Les récentes nominations, affectations et avancements intervenus lors du dernier Conseil supérieur de la magistrature ainsi que la mise sous bons de caisse des fonctionnaires et la réduction de 5 à 15% du salaire de certains risquent d’amener le Syndicat national des magistrats du Gabon (Synamag) à boycotter la prochaine rentrée judiciaire.

Le Synamag menace la rentrée judiciaire 2018-2019 (archives). © Gabonreview

 

Prévue pour le mois d’octobre prochain, la rentrée judiciaire 2018-2019 n’est pas tout à fait assurée. Le Synamag pourrait s’en servir pour faire pression sur les autorités, dont l’organisation syndicale n’apprécie pas les récentes initiatives.

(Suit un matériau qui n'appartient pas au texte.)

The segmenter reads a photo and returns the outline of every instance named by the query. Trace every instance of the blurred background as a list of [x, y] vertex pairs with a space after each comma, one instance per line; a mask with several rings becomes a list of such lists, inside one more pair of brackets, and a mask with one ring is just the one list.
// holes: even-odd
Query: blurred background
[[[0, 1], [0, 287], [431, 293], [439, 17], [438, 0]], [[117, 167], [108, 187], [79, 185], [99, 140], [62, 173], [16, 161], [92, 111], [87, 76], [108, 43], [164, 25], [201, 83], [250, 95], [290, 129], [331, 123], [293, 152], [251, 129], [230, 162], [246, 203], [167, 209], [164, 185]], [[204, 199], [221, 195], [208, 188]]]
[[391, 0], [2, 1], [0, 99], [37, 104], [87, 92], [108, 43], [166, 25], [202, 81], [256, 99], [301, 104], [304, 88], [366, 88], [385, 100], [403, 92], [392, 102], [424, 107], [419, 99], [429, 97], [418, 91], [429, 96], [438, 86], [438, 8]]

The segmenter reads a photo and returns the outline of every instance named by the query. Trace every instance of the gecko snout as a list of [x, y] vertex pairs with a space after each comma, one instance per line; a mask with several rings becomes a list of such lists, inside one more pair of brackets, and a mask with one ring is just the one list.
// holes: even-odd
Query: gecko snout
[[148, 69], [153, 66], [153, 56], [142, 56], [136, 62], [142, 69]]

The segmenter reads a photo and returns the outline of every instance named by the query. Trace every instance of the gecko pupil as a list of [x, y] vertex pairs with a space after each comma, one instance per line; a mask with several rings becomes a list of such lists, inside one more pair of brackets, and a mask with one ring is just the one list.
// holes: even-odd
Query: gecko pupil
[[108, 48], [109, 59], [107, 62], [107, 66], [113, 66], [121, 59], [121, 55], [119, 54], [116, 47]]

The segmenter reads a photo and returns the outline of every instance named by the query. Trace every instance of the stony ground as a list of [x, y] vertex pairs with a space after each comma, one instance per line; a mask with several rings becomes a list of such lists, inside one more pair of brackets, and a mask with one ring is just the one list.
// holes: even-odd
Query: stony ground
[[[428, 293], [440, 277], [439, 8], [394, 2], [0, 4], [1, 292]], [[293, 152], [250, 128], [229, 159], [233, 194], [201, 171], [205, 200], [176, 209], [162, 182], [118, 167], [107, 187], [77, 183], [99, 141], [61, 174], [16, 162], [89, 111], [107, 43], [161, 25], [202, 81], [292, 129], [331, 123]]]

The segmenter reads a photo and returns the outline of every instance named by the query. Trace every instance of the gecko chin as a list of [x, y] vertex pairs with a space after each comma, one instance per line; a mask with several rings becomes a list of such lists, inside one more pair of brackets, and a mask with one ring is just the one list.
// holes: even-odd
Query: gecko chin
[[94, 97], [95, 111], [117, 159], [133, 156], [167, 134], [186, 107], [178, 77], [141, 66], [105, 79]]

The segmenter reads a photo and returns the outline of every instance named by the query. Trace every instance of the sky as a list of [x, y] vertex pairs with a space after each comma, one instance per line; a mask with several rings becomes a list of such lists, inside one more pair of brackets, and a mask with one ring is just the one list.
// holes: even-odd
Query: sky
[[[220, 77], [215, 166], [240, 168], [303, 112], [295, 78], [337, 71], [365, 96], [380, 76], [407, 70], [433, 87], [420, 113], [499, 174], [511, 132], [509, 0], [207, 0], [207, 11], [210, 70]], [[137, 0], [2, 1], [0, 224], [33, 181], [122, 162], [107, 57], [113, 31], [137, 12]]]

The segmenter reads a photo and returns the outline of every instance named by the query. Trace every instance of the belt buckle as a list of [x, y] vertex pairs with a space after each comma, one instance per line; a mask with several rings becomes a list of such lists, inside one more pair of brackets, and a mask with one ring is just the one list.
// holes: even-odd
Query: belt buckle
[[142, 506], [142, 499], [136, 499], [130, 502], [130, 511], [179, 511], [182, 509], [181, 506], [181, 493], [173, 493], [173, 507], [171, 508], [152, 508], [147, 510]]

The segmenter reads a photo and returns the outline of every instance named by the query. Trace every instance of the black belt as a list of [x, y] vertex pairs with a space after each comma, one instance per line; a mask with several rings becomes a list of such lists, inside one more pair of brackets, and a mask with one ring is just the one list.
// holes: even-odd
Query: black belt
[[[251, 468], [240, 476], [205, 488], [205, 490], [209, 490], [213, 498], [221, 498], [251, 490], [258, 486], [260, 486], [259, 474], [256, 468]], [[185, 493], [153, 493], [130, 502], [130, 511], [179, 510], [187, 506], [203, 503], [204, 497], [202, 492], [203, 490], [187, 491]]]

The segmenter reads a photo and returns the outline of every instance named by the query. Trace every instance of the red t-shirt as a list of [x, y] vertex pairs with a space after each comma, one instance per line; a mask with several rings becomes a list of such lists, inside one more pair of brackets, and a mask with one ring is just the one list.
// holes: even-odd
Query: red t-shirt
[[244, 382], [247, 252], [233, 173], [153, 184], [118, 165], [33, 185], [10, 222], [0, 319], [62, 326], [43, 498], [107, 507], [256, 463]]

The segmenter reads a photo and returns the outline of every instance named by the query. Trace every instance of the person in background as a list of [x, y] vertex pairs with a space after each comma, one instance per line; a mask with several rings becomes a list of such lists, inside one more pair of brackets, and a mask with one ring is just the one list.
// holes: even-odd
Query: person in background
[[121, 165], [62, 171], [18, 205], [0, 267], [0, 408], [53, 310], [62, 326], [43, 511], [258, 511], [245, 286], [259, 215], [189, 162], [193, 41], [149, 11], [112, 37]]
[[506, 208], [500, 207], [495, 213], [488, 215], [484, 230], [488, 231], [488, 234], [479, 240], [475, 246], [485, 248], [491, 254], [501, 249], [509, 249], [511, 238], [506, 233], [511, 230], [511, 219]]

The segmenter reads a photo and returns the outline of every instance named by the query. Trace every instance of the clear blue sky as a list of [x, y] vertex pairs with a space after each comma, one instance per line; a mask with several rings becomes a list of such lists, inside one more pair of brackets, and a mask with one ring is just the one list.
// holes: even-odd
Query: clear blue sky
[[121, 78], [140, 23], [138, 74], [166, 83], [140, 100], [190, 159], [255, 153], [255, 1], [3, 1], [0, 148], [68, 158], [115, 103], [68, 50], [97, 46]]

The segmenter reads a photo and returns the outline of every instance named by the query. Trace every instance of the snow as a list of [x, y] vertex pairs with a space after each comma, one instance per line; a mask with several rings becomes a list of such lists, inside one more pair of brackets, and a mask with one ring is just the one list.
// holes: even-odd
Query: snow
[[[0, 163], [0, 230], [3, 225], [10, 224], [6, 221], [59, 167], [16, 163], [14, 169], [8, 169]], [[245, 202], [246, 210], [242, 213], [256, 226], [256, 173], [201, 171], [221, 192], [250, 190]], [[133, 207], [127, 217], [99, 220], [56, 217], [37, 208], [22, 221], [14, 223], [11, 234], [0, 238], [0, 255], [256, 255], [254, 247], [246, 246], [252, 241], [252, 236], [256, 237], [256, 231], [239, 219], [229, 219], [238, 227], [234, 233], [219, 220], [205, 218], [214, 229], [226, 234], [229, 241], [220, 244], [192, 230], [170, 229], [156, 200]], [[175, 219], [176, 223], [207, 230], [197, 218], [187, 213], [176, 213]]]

Hier à Libreville, Germain Nguema Ella et ses compagnons ont menacé de demander «la fermeture des juridictions» si l’Exécutif les y contraint. Il faut dire qu’ils n’apprécient pas beaucoup les nominations, affectations et avancements intervenus lors du dernier Conseil supérieur de la magistrature.

Le président du Synamag dénonce des décisions «d’une grossière illégalité et d’une particulière incongruité». Pour lui, «le Conseil supérieur de la magistrature a, une fois de plus, violé son devoir qui est de veiller impérieusement à la bonne administration de la justice». Il accuse notamment l’organe présidé par le président de la République d’avoir créé «des situations discriminatoires et foncièrement illégales».

L’autre raison de la colère du Synamag se justifie par les récentes mesures prises par le gouvernement en vue de réduire le train de vie de l’Etat et de relancer l’économie nationale. Si l’organisation syndicale est convaincue de ce que des économies peuvent être réalisées autrement qu’en touchant les salaires des fonctionnaires, pour elle, ces mesures visent un seul but : «mettre davantage de pression sur les conditions de vie déjà précaires des agents du public». Aussi, le Synamag dit désapprouver la plupart des mesures annoncées depuis juin dernier. Le syndicat les juge «incohérentes, inefficaces et sectaires».